Clinical meaning
Lithium is a monovalent cation used as a first-line mood stabilizer for bipolar disorder, with a uniquely narrow therapeutic index (therapeutic range 0.6-1.2 mEq/L; toxicity begins at 1.5 mEq/L). Understanding lithium's pharmacokinetics is essential for preventing and managing toxicity.
Lithium is absorbed completely from the GI tract, is not protein-bound, is not metabolized by the liver, and is eliminated almost exclusively by renal excretion. It is freely filtered by the glomerulus and approximately 80% is reabsorbed in the proximal tubule via the sodium-lithium counter-transporter. This reabsorption parallels sodium reabsorption -- any condition that increases proximal tubular sodium reabsorption (dehydration, volume depletion, sodium restriction) will simultaneously increase lithium reabsorption, raising serum lithium levels.
Three patterns of lithium toxicity exist. Acute toxicity (overdose in lithium-naive patient): GI symptoms predominate, CNS toxicity may be delayed. Acute-on-chronic toxicity (overdose in patient on chronic lithium): most dangerous because both tissue stores and serum levels are elevated. Chronic toxicity (most common): a stable patient develops toxicity from a precipitating factor (dehydration, renal impairment, drug interaction).
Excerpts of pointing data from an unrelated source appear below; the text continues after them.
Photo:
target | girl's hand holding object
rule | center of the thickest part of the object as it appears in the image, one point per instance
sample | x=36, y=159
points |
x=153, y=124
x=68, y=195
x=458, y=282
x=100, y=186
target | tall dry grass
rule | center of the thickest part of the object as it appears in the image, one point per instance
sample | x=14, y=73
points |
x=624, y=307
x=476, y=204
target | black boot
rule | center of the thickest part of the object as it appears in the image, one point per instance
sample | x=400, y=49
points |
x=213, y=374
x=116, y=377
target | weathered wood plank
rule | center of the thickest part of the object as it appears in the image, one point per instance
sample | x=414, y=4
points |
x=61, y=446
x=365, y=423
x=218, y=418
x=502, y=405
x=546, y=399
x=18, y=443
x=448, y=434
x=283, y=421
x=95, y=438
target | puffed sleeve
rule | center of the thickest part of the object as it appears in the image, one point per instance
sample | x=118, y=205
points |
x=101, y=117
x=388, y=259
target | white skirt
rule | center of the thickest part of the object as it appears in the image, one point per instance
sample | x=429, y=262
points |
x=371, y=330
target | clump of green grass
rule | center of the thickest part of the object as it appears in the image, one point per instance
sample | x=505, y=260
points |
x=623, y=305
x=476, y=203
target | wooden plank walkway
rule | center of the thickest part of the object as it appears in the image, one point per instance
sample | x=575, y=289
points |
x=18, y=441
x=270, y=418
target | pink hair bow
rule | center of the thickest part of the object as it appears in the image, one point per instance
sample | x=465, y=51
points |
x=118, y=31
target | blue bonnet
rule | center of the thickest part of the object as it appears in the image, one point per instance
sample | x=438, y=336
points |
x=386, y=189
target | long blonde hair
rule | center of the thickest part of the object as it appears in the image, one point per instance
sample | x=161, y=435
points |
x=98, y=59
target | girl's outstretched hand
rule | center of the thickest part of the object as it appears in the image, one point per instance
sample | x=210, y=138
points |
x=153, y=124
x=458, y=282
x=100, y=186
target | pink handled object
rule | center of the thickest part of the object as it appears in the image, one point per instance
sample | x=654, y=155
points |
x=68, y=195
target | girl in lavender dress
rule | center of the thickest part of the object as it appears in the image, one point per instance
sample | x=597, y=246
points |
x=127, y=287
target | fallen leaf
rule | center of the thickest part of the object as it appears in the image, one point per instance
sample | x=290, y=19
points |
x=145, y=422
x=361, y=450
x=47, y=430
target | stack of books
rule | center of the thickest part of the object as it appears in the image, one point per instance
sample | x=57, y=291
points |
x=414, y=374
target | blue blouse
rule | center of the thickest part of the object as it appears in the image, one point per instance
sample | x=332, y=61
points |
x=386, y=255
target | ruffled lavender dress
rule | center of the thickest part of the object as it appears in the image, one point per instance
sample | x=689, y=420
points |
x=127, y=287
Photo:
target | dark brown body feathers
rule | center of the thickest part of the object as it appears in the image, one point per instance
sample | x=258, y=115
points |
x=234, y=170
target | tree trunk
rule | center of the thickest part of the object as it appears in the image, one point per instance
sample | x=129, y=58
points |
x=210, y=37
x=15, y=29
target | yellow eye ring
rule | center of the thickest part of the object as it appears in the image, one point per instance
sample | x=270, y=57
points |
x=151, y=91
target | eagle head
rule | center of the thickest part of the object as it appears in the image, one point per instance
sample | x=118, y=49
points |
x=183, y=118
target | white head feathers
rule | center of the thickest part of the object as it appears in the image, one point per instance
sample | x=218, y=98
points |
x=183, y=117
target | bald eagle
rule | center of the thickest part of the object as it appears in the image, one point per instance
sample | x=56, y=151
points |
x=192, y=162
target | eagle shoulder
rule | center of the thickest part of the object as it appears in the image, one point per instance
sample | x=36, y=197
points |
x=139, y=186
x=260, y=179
Chronic toxicity is particularly dangerous because lithium has equilibrated into brain tissue, so neurotoxicity occurs at relatively lower serum levels. Even after lithium is discontinued and serum levels normalize, neurological sequelae may persist (SILENT syndrome -- Syndrome of Irreversible Lithium-Effectuated Neurotoxicity).
Key drug interactions: ACE inhibitors and ARBs (reduce GFR, increase proximal lithium reabsorption); NSAIDs (reduce renal prostaglandin-mediated GFR, increase lithium reabsorption 15-20%); thiazide diuretics (volume depletion increases proximal lithium reabsorption). Loop diuretics are less problematic but still carry risk.